Lara Olsufevna Mikheyeva inhaled the air in Porfiry’s chambers with her head angled back sharply. She regarded Porfiry down the bridge of a long straight nose, upon which a pince-nez was precariously imposed. It seemed she suspected him of being responsible for the smell that pervaded the room. Lara Olsufevna was self-evidently a respectable woman, somewhere in her fifties. The set of her mouth inclined Porfiry to believe her a spinster. She kept her eyes narrowed, in an expression of permanent distrust.

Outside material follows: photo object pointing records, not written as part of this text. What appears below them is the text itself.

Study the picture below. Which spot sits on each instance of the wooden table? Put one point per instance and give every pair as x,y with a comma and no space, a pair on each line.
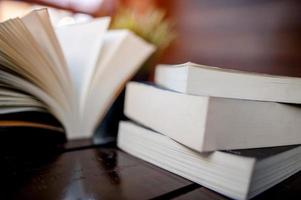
87,171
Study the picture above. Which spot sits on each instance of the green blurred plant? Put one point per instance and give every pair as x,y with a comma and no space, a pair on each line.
151,25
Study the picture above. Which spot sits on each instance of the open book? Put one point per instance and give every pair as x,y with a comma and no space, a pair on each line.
74,72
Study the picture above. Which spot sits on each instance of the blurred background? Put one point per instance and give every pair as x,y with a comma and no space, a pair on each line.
259,35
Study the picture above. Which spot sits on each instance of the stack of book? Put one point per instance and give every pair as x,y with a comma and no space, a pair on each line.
234,132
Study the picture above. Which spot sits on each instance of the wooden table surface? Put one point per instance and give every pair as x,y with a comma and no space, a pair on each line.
86,171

The thunder grumbled morosely now, the storm’s ferocity spent. The rain lashed the windows with an erratic beat, falling hard and sharp like cast gravel. The day’s light had not yet fully returned. But something else, a kind of cold glow, had taken its place.
Porfiry scanned Salytov’s transcript of her statement. ‘So, Lara Olsufevna . . . You became aware of your tenant’s disappearance this morning.’
‘That’s right.’
‘We do not normally open a missing person file so soon after a disappearance is first reported.’